03:30 26-12-2025
Ample's Chapter 11 marks the end of its EV battery-swapping bet
The electric-vehicle battery-swapping venture backed by Stellantis has been shut down just six months after launch. The U.S. startup Ample has filed for Chapter 11 bankruptcy in the U.S. Bankruptcy Court for the Southern District of Texas.
Ample proposed an alternative to conventional charging: drivers would pull into a dedicated station and swap a depleted pack for a fully charged one in about five minutes. The model also envisioned selling cars without a battery and offering the pack on a subscription basis.
Stellantis considered the technology for car-sharing and planned to deploy it in the Free2Move fleet using Fiat 500e electric cars. But the market moved in a different direction. The rapid spread of high-power fast chargers has enabled many EVs to replenish a substantial share of their range in around 20 minutes, dampening interest in a swapping system that is expensive and complex to operate. A five-minute swap sounds compelling on paper, yet the momentum has clearly tilted toward ever-faster plug-in charging.
Customer demand fell short of expectations. Additional subscription fees and concerns about the wear of the packs being received eroded trust in the service. Over its run, Ample raised roughly $330 million in investment but accumulated about $100 million in debt. The company’s assets are valued at $10–50 million.

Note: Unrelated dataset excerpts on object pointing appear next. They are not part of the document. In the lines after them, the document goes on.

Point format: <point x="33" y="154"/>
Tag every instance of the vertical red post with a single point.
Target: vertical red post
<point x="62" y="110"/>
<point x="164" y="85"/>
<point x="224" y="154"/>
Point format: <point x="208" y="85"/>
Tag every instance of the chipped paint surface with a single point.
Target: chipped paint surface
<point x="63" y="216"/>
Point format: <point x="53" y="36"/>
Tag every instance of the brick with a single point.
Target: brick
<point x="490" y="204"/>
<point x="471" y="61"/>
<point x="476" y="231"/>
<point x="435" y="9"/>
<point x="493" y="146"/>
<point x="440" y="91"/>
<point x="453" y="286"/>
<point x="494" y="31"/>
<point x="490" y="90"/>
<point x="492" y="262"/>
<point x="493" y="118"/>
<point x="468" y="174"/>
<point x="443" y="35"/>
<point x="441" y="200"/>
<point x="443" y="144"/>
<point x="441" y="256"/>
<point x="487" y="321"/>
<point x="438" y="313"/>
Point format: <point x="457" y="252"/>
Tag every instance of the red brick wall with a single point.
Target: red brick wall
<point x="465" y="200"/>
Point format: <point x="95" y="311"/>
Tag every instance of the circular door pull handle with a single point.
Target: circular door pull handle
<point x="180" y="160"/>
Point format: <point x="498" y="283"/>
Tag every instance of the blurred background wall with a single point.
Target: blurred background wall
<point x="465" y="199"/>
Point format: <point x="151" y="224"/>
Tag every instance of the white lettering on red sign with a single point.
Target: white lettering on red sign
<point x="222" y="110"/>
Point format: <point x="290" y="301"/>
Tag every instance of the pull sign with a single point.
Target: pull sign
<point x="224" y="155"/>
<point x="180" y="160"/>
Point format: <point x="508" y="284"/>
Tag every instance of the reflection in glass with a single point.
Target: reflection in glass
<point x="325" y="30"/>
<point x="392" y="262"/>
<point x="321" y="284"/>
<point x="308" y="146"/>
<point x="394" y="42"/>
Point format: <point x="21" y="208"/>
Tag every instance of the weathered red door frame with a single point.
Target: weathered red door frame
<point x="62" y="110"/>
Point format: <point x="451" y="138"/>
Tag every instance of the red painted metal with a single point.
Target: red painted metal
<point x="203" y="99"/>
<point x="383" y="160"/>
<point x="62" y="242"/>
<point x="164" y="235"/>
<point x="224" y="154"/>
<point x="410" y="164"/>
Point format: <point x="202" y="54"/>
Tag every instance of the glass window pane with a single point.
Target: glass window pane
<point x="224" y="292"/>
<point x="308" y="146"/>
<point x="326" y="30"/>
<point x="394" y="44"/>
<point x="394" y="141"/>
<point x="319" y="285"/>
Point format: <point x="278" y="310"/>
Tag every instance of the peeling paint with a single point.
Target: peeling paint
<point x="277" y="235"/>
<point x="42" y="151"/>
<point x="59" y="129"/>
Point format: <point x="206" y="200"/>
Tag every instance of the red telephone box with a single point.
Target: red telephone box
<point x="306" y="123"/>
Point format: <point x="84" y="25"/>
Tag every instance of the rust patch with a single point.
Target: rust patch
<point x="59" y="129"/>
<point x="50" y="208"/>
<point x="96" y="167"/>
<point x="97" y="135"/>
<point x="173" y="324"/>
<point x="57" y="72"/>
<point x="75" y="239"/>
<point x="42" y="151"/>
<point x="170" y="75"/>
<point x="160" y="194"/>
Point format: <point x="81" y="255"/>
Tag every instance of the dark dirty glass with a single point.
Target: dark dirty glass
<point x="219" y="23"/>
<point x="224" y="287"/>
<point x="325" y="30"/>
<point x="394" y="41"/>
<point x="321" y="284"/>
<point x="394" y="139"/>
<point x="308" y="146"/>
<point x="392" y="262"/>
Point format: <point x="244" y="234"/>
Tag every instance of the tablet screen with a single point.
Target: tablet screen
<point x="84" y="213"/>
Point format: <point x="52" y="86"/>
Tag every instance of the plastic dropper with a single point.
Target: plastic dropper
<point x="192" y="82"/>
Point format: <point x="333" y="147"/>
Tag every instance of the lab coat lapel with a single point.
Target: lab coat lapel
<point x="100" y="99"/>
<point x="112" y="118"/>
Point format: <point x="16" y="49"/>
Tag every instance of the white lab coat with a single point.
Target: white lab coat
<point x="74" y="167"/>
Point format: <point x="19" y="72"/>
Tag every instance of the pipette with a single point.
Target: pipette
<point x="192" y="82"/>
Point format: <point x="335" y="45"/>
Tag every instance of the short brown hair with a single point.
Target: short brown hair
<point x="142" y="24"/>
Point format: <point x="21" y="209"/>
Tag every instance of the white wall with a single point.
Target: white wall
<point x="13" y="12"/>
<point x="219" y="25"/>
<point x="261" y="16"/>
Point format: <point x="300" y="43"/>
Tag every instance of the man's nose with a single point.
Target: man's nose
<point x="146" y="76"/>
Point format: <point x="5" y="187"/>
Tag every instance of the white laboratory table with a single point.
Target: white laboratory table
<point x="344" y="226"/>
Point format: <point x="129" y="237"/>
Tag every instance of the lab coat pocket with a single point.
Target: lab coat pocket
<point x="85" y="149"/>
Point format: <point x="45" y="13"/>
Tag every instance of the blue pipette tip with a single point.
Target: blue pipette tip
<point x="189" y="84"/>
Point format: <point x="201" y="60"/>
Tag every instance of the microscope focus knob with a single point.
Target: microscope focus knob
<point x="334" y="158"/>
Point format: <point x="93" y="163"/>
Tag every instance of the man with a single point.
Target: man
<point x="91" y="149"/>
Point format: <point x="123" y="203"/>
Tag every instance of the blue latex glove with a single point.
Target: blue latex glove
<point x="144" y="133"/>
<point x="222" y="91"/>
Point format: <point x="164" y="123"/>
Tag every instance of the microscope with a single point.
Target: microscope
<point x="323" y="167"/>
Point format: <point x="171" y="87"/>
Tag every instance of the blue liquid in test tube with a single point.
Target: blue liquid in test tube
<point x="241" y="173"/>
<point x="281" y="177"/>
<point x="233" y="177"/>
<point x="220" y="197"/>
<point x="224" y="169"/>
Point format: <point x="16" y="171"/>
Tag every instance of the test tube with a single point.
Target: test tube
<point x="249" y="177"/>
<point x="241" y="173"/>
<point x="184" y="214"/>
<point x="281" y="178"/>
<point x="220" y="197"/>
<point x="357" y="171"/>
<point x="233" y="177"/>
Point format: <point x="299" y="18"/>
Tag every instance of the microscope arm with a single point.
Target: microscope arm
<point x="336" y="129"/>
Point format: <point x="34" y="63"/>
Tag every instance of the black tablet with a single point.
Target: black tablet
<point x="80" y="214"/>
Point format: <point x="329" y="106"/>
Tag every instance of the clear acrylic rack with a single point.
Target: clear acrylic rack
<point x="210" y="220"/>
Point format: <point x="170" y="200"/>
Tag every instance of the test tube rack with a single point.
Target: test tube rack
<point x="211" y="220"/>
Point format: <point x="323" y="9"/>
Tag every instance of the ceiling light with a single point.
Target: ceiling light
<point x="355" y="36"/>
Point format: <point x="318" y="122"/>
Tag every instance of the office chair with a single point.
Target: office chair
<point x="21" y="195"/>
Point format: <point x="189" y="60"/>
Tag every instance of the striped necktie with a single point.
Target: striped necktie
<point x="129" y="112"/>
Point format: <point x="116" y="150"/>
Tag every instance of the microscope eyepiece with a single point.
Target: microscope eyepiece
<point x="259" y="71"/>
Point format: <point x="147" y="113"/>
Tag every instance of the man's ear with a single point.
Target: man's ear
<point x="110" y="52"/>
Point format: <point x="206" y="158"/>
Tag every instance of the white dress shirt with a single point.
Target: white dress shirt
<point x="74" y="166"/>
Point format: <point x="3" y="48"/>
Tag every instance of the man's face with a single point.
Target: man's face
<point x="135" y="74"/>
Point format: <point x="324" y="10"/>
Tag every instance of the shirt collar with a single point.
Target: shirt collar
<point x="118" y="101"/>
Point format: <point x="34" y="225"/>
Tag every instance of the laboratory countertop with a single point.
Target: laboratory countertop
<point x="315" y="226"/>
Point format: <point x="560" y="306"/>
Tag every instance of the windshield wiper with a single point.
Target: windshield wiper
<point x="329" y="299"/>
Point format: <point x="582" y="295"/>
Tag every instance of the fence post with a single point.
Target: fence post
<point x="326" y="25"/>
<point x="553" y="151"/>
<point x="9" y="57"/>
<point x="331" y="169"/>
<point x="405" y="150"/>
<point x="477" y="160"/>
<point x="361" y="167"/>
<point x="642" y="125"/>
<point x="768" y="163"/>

The pullback wasn’t limited to the United States. In Spain, an Ample station opened in the fall has already been dismantled. Experts note that as charging infrastructure matures, city-focused EVs increasingly do without such alternative solutions. The outcome underscores a familiar theme in urban mobility: simplicity and predictable infrastructure tend to outlast more intricate propositions.